Polls found lopsided majorities opposing government intervention in Florida and in Washington, surprising conservative activists, who thought they had a winning issue. President Bush had interrupted his Easter vacation to fly back and sign legislation passed by voice vote in both the Senate and House demanding federal courts step in and review the Florida state court rulings. The feds backed up the state decisions. “Clearly people don’t think this is an area that government should be involved with,” Greer says.

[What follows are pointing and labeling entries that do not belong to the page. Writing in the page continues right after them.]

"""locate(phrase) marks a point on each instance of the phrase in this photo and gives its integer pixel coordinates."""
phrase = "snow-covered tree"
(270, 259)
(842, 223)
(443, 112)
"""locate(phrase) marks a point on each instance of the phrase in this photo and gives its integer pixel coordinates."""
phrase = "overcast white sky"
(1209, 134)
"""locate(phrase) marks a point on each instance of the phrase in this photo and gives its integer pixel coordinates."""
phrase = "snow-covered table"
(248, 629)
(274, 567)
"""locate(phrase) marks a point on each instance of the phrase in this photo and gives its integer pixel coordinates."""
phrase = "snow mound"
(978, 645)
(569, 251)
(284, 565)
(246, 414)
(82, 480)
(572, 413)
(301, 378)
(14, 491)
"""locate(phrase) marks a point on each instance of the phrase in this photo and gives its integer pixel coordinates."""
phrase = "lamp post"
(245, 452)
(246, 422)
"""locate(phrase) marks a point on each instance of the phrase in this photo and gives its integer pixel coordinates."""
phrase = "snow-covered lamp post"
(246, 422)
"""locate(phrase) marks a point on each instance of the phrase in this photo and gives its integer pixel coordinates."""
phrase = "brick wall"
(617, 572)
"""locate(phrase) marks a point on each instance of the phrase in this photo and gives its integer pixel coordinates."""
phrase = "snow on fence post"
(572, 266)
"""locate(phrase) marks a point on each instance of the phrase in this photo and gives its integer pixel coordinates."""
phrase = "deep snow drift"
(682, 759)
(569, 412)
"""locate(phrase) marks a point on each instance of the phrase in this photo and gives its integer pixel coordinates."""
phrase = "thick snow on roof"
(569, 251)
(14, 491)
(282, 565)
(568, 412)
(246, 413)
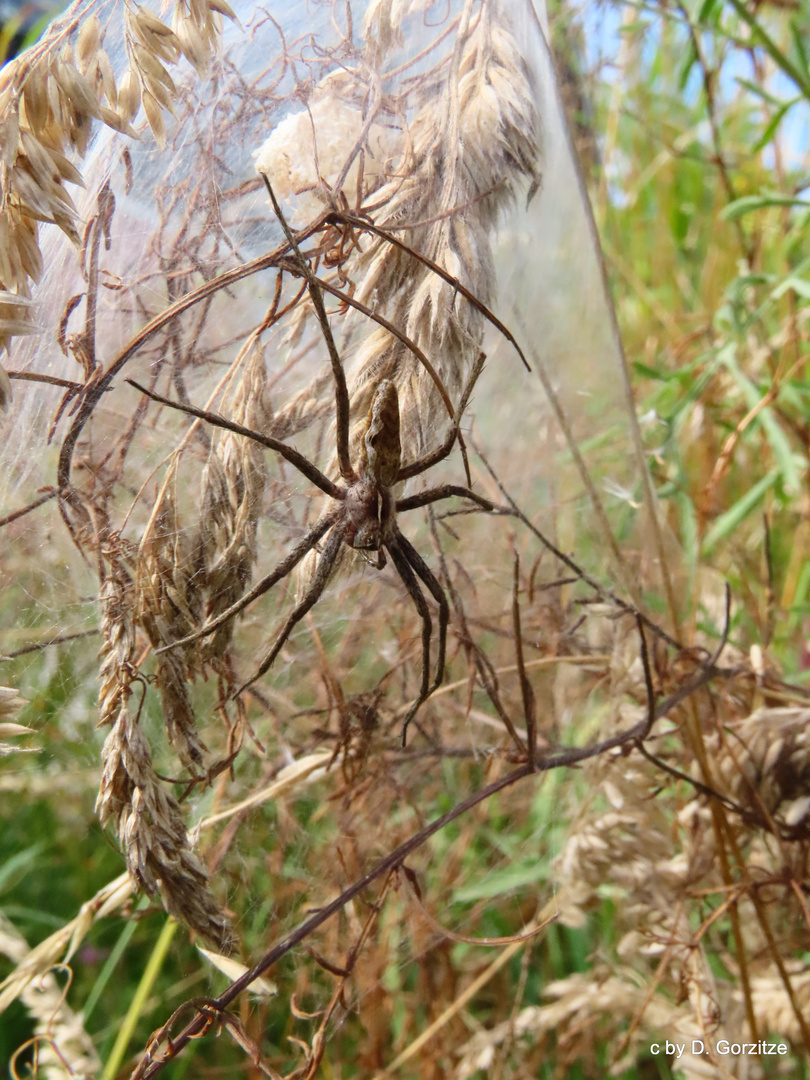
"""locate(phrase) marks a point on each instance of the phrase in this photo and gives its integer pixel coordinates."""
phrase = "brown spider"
(364, 518)
(365, 515)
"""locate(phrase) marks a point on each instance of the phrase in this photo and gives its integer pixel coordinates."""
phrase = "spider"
(366, 509)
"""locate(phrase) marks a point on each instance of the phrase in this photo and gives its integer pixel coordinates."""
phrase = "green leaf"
(772, 49)
(798, 285)
(750, 203)
(510, 879)
(771, 126)
(726, 524)
(18, 863)
(777, 439)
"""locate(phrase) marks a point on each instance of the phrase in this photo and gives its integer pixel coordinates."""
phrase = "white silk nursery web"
(419, 162)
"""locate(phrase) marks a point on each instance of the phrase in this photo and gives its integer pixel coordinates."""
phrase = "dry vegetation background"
(595, 838)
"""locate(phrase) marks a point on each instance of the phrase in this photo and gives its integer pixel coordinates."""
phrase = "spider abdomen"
(381, 449)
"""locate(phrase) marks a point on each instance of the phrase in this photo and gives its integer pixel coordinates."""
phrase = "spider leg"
(288, 453)
(305, 544)
(445, 491)
(408, 578)
(319, 583)
(341, 392)
(436, 592)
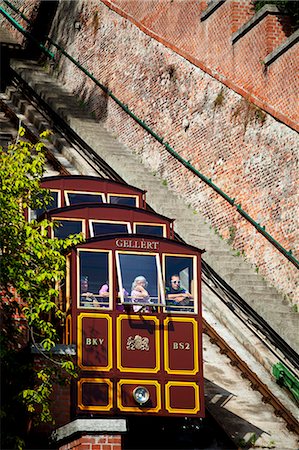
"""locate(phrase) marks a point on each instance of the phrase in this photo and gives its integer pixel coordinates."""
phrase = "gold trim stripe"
(195, 344)
(138, 408)
(119, 345)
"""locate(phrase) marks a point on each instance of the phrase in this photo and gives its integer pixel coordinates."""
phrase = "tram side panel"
(126, 355)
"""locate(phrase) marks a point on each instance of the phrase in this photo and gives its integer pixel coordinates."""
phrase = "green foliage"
(32, 270)
(289, 7)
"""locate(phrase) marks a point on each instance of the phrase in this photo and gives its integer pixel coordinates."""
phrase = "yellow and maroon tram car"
(132, 299)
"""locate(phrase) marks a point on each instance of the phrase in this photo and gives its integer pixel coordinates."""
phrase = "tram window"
(122, 200)
(180, 284)
(153, 230)
(54, 203)
(73, 198)
(99, 228)
(67, 227)
(94, 280)
(140, 280)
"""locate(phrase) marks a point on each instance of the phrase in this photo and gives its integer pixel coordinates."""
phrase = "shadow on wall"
(245, 433)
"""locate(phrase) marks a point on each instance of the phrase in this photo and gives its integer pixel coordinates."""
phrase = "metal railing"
(184, 162)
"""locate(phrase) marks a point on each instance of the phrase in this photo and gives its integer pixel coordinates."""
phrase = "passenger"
(87, 298)
(176, 295)
(139, 293)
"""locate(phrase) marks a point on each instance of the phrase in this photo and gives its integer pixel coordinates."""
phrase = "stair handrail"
(232, 201)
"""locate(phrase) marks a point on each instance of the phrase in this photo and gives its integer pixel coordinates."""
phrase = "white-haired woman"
(139, 293)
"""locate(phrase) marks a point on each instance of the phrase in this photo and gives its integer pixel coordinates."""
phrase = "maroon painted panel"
(181, 345)
(91, 184)
(182, 397)
(127, 399)
(95, 342)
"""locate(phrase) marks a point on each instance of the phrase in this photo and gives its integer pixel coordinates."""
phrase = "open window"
(152, 229)
(55, 202)
(123, 199)
(95, 279)
(140, 280)
(100, 227)
(76, 197)
(180, 275)
(65, 227)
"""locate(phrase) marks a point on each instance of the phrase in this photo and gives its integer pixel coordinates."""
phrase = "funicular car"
(132, 299)
(138, 348)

Meanwhile, as Schiavo lay dying, the hospice served as a backdrop for politicians and the media. Rev. Jesse Jackson came at the invitation of the Schindler family, and said the proper role of Congress would be a renewed commitment to long-term care. Jackson also made a trip to Tallahassee where he stood in solidarity with Bush.

“Sean Hannity showed up in front of the hospice where he did at least one show,” Greer recalled. “There were another 55 families in there with loved ones dying that he couldn’t care less about. A hospice is full of people that are dying, only one of which is Terri Schiavo.” The media circus was a real hardship on the other families, Greer said with evident disgust at the grandstanding.

After Schiavo died in 2005, an autopsy disproved the myth that Schiavo could track a balloon, an image that had run over and over on the cable channels. The portion of the brain to which the optic nerve is attached was gone, Greer explained: “There was nothing to plug into.” Two days after the autopsy report describing Schiavo’s brain as atrophied and “grossly abnormal” was released, Bush announced an investigation into the circumstances surrounding Schiavo’s collapse some 15 years earlier. “He kept doing stuff,” Greer says. It all came to naught.

When Bush is asked today about Terri Schiavo, and his intervention, he will likely respond the same way he did 10 years ago, with no regrets, saying: “This is an extraordinary and sad case, and I believe that in a case such as this, the legislative branch, the executive branch, ought to err on the side of life, which we have.”

I watched this whole sad saga unfold while my husband was dying at home with hospice. Tom passed away quietly the day before Terri Schiavo left us in the midst of a political firestorm. I wrote a book contrasting the two deaths, trying to understand how so many people, including Bush, got swept up in prolonging the shell of a woman who was once Terri Schiavo in defiance of numerous court rulings. The answer is deep seated and rooted in the politics of abortion, and the common ground that Judge Greer staked out with the rule of law and government stay out in my view should be every politician’s first principles.